Cyclopedia of Biblical, Theological and Ecclesiastical Literature [2]

( עִיַן , always a perennial natural Spring ), a place where Saul encamped before the fatal battle of Gilboa ( 1 Samuel 29:1). Still in the same eastern direction from Zerin are two springs, one 12 minutes from the town, the other 20 minutes (Robinson, Bib. Res. 3, 167). This latter spring "flows from under a sort of cavern in the wall of conglomerate rock, which here forms the base of Gilboa. The water is excellent; and issuing from crevices in the rocks, it spreads out at once into a fine limpid pool 40 or 50 feet in diameter, full of fish" (Robinson, 3, 168). This probably, both from its size and situation, is the one above referred to.
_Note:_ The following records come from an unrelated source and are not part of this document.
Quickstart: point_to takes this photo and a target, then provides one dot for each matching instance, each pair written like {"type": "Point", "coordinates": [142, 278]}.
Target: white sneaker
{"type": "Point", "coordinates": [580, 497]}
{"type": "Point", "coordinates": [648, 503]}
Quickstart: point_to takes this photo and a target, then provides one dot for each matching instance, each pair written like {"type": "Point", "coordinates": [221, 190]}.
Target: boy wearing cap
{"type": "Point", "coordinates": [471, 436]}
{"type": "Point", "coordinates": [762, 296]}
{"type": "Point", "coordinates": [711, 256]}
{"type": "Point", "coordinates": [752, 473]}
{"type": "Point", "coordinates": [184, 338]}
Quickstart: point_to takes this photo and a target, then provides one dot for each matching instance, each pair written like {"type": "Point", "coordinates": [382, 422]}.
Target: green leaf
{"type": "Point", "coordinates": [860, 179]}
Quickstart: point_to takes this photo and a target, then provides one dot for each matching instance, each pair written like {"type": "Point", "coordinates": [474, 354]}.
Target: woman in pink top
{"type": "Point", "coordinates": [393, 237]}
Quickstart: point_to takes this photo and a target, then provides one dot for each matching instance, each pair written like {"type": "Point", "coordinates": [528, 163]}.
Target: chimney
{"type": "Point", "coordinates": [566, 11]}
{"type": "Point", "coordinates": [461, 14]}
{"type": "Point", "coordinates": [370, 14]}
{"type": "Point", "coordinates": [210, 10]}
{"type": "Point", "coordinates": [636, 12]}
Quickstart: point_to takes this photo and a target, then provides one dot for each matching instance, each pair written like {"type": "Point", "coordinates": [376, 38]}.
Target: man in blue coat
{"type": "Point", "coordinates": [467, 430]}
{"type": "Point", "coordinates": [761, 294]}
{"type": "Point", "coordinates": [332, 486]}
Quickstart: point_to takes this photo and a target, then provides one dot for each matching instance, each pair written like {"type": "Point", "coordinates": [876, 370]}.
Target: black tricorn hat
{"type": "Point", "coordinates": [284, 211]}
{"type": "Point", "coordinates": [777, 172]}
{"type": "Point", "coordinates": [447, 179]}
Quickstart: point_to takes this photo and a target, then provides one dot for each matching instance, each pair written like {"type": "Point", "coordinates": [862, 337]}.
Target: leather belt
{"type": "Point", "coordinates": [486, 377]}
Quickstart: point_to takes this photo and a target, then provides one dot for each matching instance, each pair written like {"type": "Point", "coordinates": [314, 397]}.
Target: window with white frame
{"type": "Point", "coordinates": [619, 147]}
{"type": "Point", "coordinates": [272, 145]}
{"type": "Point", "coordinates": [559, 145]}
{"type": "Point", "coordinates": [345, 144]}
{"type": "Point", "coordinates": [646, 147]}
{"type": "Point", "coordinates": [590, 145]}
It is also probably the same as the spring (A.V. "well") of "Harod," where Gideon encamped before his night attack on the Midianites ( Judges 7:1). (Possibly the nearer spring may distinctively have been called that of Jezreel, and the farther one that of Harod.) The name of Harod, "trembling," probably was taken from the "trembling" of Gideon's army ( Judges 7:3). It was the scene of successive encampments of the Crusaders and Saracens, and was called by the Christians Tubania , and by the Arabs Ain Jalud. "the spring of Goliath" (Robinson, Bib. Res. 3, 69). This last name, which it still bears, is derived from a tradition mentioned by the Bordeaux Pilgrim, that here David killed Goliath. The tradition may be a confused reminiscence of many battles fought in its neighborhood (Ritter, Jordan, p. 416); or the word may be a corruption of "Gilead," supposing that to be the ancient name of Gilboa, and thus explaining Judges 7, 3, "depart from Mount Gilead" (Schwarz, p. 334). (See Gilead).

According to Josephus ( Ant, 8, 15, 4, 6), this spring, and the pool attached to it, was the spot where Naboth and his sons were executed, where the dogs and swine licked up their blood and that of Ahab, and where the harlots bathed in the blood- stained water (Sept.). But the natural inference from the present text of  1 Kings 22:38 makes the scene of these events to be the pool of Samaria. (See Naboth).